Berita Nasional

Pakar Hukum Kuantitas Ada Pembegalan Kewenangan Kejaksaan untuk Tangani Kasus Korupsi

JAKARTA – Pakar Hukum Pidana dari Universitas Jenderal Soedirman Hibnu Nugroho menilai penghapusan kewenangan Kejaksaan untuk menyidik tindakan hukum korupsi adalah bentuk pembegalan di tempat penjelasan Rancangan Undang-Undang ( RUU ) tentang Kitab Undang-Undang Hukum Acara Pidana ( KUHAP ). Dia mengatakan, fungsi penjelasan seharusnya untuk menjelaskan.

“Ini pembegalan di area penjelasan (bagian penjelasan RUU KUHAP). Pemotongan kewenangan Kejaksaan di area diktum, penjelasan. Antara bunyi pasal (di RUU KUHAP) lalu penjelasan itu malahan tidaklah jelas. Fungsi penjelasan itu kan untuk menjelaskan, tapi ini malah jadi bukan jelas,” ujarnya, Kamis (20/3/2025).

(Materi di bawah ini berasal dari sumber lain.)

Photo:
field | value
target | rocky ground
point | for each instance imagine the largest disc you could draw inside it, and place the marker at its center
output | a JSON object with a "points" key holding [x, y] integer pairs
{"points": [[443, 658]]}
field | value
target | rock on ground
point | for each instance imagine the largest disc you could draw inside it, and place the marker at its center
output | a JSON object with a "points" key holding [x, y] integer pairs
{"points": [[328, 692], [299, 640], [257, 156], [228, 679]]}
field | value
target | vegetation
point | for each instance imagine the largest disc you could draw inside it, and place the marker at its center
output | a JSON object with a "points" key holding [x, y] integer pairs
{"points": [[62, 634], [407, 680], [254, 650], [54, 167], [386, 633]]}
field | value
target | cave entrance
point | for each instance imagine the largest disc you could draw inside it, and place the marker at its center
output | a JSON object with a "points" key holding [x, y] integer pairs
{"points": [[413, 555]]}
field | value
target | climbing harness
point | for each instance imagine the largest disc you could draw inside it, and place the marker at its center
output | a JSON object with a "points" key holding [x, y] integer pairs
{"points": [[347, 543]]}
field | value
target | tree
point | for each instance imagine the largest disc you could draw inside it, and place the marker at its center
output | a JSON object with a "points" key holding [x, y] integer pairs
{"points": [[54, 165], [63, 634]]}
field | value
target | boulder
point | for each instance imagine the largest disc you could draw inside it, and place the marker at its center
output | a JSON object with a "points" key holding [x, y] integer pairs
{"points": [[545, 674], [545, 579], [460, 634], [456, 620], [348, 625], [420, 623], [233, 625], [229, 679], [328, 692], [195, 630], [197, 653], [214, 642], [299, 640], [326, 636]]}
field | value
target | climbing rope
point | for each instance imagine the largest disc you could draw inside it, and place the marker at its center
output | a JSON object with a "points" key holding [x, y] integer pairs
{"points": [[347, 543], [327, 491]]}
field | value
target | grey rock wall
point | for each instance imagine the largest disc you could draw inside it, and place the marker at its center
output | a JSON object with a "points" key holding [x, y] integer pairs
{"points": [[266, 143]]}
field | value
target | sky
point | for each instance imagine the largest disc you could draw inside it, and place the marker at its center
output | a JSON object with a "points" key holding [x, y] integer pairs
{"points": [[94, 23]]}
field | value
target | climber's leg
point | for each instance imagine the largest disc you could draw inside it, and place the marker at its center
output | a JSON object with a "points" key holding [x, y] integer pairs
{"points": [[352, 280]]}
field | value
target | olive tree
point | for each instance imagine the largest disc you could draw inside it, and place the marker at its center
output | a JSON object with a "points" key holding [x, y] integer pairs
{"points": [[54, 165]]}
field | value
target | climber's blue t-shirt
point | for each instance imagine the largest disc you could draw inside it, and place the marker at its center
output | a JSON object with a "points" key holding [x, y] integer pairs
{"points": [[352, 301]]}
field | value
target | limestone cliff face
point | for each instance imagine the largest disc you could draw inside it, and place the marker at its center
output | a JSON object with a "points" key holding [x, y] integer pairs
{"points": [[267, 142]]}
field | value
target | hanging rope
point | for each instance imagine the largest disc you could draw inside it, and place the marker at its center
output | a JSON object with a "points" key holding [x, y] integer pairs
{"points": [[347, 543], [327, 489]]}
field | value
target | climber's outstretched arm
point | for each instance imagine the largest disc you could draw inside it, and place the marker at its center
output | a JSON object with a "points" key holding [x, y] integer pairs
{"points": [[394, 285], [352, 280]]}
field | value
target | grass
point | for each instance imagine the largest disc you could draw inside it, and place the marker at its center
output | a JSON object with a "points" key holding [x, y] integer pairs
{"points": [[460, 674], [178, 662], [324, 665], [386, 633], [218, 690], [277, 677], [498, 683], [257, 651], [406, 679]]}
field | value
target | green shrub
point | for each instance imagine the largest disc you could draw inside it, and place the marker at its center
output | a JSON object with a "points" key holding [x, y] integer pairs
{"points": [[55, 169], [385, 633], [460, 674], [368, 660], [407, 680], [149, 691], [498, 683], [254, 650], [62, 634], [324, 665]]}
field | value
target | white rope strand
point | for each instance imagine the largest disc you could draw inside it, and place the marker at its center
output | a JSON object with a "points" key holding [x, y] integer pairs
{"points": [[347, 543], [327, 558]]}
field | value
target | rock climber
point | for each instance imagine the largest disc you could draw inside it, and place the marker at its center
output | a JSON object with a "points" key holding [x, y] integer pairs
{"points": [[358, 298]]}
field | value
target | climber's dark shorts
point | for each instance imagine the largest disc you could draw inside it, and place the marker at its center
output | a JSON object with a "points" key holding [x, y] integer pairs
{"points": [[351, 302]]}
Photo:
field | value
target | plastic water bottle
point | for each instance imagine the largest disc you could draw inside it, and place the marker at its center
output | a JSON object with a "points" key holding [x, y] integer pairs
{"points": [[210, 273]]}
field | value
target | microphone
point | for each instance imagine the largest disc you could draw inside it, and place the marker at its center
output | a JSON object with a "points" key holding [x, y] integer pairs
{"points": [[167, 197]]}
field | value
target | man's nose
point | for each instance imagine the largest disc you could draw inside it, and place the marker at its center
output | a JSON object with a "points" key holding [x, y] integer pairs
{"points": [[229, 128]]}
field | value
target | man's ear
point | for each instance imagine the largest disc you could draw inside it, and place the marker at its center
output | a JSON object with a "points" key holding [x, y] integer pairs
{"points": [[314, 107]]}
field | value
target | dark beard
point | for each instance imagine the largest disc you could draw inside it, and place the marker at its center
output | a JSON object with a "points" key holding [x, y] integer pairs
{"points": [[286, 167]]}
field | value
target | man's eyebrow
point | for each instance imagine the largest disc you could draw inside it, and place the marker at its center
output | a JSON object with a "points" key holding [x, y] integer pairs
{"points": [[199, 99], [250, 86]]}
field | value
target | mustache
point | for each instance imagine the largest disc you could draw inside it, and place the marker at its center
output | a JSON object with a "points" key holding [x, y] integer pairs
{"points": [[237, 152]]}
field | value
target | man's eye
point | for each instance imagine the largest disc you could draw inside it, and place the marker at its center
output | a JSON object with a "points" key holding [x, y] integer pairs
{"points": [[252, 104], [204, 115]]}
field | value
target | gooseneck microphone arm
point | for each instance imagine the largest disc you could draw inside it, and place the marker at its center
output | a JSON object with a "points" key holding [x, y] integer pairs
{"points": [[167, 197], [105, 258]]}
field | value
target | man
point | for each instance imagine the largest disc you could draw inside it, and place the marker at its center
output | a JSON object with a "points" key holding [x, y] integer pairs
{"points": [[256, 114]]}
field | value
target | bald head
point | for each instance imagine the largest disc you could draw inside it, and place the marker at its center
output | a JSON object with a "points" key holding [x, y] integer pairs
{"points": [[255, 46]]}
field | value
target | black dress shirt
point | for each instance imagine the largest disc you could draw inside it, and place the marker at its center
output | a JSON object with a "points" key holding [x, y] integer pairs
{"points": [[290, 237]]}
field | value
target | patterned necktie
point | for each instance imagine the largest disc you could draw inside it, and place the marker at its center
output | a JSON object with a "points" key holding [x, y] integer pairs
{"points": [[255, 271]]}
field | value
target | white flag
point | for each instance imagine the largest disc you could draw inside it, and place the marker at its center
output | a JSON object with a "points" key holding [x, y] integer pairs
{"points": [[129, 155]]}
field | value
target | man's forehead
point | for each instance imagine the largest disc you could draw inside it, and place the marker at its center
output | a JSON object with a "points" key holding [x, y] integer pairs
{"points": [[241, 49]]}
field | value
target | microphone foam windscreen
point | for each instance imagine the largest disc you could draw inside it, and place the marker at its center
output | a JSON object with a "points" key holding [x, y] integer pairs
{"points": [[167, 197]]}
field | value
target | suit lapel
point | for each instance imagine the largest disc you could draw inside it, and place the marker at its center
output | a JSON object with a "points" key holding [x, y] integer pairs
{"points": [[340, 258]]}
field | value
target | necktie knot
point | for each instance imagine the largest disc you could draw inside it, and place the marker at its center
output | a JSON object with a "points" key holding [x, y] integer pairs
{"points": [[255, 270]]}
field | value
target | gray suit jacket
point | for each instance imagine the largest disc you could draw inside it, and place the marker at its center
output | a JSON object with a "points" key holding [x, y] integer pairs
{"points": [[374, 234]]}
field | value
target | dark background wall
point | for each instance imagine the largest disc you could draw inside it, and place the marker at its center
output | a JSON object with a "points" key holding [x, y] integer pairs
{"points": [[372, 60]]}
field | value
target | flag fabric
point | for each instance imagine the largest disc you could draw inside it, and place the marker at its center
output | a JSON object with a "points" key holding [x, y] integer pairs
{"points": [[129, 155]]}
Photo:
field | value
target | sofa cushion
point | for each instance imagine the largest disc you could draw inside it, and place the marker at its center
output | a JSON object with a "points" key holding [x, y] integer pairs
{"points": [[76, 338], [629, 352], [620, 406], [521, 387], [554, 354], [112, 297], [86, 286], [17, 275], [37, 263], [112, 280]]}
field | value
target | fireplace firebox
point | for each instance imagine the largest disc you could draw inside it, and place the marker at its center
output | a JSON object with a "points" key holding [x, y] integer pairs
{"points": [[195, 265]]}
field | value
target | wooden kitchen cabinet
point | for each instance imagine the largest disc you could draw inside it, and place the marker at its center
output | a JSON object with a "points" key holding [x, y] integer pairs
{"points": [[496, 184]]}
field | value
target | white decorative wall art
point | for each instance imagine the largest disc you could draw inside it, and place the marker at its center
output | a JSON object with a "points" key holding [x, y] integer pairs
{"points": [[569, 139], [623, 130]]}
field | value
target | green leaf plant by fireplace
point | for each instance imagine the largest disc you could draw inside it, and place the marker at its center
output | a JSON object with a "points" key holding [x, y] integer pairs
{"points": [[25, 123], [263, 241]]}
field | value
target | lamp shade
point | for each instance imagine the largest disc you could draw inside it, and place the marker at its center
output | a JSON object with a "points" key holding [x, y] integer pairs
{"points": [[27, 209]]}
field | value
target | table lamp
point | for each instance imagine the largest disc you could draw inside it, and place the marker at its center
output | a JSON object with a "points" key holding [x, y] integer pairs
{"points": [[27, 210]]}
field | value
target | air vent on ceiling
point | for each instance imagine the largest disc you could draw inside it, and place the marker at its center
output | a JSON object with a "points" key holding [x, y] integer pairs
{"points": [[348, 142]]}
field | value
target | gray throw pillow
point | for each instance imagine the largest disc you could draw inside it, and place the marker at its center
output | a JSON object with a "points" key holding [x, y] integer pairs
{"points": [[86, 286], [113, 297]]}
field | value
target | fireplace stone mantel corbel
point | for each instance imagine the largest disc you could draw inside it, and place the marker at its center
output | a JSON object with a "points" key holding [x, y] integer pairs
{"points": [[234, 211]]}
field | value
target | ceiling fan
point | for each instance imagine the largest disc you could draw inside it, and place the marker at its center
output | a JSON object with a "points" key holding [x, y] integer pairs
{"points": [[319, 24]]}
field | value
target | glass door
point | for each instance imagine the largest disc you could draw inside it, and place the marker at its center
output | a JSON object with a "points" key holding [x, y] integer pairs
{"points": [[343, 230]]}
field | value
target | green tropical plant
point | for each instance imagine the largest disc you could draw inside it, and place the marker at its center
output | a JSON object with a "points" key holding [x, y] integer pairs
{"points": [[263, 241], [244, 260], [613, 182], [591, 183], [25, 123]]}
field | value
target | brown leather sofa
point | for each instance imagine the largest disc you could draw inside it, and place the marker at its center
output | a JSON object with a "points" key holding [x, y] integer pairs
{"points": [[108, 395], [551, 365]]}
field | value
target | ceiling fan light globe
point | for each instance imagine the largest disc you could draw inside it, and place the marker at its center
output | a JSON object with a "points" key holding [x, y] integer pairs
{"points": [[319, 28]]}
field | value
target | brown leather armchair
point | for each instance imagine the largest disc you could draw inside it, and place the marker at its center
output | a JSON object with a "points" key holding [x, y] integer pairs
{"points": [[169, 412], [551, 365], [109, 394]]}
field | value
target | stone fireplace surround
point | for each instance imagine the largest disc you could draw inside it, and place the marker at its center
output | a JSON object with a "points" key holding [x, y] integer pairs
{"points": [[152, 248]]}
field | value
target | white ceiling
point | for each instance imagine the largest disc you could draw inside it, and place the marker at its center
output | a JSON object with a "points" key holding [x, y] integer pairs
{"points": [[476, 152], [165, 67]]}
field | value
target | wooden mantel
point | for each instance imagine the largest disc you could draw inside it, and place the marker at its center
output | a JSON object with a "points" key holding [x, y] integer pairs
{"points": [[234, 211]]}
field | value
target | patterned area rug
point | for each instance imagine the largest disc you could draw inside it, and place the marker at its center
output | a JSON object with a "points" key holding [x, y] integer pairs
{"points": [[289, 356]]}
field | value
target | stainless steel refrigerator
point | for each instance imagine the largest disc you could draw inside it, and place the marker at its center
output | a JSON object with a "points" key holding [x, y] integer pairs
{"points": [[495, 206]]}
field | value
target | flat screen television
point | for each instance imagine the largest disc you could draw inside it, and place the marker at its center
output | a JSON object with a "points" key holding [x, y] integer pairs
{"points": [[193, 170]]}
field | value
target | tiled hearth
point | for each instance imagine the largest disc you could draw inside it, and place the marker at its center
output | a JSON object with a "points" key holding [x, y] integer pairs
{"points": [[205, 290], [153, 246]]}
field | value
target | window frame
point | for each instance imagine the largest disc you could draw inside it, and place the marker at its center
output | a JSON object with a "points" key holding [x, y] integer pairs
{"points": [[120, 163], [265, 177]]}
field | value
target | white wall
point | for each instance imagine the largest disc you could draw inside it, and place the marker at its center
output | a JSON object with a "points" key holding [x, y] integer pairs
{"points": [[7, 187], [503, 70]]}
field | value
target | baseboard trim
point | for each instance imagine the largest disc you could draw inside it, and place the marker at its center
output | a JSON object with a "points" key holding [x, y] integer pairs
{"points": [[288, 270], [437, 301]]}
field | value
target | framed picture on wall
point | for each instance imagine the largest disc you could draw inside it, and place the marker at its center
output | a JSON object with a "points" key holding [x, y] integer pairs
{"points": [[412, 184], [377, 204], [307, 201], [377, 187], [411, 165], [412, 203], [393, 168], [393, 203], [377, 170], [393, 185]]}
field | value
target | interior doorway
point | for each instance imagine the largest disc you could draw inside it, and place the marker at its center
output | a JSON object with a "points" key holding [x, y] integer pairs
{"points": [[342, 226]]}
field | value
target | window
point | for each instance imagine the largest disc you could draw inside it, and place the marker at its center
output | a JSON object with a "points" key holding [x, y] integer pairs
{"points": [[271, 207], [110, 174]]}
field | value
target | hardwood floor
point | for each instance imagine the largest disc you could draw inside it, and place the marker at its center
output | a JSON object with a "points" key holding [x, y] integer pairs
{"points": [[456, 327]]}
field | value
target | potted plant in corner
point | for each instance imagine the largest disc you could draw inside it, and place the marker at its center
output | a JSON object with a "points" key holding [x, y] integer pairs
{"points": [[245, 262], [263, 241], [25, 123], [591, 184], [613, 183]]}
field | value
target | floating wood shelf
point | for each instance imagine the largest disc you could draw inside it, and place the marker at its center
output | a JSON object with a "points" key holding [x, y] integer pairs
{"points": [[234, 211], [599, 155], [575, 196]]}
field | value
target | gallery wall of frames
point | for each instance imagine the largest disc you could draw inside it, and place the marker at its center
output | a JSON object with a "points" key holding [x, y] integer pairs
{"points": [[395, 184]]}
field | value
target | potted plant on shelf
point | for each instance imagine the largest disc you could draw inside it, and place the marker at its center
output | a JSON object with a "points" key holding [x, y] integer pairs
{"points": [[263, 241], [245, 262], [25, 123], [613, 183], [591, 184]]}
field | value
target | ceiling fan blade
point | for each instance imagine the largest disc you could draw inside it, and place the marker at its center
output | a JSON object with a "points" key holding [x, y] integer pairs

Dia menuturkan, terminologi penyidik tertentu adalah penyidik-penyidik yang tersebut telah melakukan penyidikan yang dimaksud diatur di undang-undang (UU) yang tersebut bersangkutan. “Undang-Undang yang bersangkutan itu, misalnya UU Kejaksaan memberi kewenangan menyidik dan juga menuntut perkara korupsi serta HAM. Tapi kenapa di penjelasan (RUU KUHAP) malah dihilangkan? Itu kan ada begal. Pembegalan itu namanya,” ujarnya.

Menurut dia, dengan pertimbangan dominis litis ataupun redistribusi kewenangan, bukan mungkin saja Kejaksaan belaka berada di tempat kewenangan penuntutan. Dia berpendapat, hal itu merupakan bagian dari urusan politik hukum.

“Sudah ada dasar putusan Mahkamah Konstitusi, akibat Jaksa itu merupakan cermin penegakkan hukum. Kalau itu dicabut, rontok itu penegakkan hukum korupsi,” kata pengajar pada Kampus Unsoed Purwokerto ini.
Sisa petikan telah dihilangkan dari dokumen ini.